Icha membaca itu sambil menutup wajah dengan bantal.
“Dasar Albar… nggak bisa diem,” gumamnya, tapi senyum tak bisa disembunyikan.
Keesokan harinya, suasana gosip mulai sedikit mereda, tapi tetap ada saja yang iseng.
Di jam olahraga, saat mereka duduk di tribun, Dinda memberi kode dengan mengangkat alis. “Cha, liat deh. Albar nggak bisa berhenti nyari lo di lapangan.”

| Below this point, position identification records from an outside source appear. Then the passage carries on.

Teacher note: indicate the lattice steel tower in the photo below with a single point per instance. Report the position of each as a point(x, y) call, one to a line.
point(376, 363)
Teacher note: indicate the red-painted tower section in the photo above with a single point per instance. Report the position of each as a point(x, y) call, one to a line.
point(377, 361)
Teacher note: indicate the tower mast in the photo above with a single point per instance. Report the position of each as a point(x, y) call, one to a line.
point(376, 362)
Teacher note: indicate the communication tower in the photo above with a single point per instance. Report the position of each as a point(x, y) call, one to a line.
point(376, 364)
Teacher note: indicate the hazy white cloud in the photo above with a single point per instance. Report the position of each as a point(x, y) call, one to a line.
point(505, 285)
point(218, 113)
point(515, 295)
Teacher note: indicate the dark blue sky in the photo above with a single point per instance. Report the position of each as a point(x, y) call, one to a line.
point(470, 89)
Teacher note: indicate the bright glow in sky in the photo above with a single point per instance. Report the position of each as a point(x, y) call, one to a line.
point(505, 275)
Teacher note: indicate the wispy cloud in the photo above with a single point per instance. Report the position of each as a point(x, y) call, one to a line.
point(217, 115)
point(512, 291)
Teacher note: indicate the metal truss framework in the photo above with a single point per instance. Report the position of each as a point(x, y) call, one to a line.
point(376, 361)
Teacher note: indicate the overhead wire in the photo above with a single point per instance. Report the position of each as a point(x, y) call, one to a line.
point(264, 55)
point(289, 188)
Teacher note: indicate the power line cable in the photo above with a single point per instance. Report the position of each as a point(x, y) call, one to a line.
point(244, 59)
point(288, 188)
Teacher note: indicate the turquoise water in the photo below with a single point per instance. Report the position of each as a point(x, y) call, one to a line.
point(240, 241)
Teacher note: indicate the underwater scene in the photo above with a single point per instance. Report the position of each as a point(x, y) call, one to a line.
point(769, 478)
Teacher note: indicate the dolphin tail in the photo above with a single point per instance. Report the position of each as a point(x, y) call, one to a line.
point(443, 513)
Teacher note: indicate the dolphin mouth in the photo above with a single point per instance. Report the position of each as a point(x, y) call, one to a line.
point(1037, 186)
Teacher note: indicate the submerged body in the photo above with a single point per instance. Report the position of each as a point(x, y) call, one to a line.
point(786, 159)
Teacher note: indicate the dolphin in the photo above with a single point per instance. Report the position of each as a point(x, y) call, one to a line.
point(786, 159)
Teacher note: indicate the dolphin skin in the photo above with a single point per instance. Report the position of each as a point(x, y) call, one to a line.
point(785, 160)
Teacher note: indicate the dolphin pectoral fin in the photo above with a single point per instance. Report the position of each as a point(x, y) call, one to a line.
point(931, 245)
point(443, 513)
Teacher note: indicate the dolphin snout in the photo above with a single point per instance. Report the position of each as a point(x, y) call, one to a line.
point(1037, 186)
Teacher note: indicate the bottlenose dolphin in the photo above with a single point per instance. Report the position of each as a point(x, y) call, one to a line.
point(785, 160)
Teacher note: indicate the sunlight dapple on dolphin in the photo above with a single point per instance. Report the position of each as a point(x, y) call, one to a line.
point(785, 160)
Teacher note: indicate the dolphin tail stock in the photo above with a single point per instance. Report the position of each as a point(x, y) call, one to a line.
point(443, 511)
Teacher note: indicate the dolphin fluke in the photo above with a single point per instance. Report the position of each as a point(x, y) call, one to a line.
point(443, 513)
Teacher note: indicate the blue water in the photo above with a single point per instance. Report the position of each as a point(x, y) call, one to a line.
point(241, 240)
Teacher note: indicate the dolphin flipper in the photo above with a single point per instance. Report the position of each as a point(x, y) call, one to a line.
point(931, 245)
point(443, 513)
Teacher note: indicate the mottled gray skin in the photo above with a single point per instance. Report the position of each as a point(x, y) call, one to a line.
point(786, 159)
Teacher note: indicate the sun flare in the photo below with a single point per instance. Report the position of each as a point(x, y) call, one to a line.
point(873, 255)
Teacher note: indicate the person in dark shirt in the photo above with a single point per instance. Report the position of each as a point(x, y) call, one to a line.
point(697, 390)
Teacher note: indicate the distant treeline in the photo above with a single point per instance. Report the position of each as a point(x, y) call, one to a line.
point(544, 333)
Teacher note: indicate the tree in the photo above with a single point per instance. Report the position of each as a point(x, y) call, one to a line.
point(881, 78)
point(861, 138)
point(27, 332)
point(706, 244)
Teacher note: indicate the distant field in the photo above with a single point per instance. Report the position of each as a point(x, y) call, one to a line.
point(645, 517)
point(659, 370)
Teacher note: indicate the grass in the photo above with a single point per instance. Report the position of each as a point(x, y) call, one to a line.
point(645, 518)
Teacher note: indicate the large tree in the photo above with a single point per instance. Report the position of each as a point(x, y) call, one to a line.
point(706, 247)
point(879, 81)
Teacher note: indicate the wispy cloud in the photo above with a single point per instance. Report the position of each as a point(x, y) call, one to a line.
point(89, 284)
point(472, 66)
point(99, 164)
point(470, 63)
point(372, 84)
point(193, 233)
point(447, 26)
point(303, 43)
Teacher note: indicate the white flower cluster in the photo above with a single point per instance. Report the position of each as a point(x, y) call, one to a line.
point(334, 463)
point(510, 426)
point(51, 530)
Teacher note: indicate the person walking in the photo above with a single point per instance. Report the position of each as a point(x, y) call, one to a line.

Benar saja, meski sedang main futsal, pandangan Albar sesekali mencari ke arah tribun, seolah memastikan Icha masih di sana. Saat mata mereka bertemu, Albar mengacungkan jempol dan senyum lebarnya.
Reina, yang juga duduk tak jauh dari Icha, memperhatikan interaksi itu dengan wajah masam. Namun, berbeda dengan sebelumnya, kini gosip itu justru membuat banyak teman mereka gemas, bukan menentang.
Sepulang sekolah, Albar berjalan berdampingan dengan Icha ke gerbang.
“Lo sadar nggak, Cha? Sekarang kita bisa jalan bareng tanpa nyari cara buat sembunyi di balik kantin,” katanya.
Icha mengangguk pelan. “Iya sih… tapi gue tetep nggak mau kita jadi pusat perhatian setiap hari.”
“Deal. Tapi kalo orang nanya, gue tetep jawab lo sumber wifi gue.”
Icha tak kuasa menahan tawa. “Ya udah, tapi jangan berlebihan, Bar.”
Albar menatapnya dalam. “Cha, buat lo, nggak ada istilah berlebihan.”
Icha terdiam sebentar, lalu hanya menggeleng sambil tersenyum. Meski awalnya gosip itu membuatnya risih, ia mulai menyadari bahwa bersama Albar, rasa malu bisa berubah jadi rasa hangat.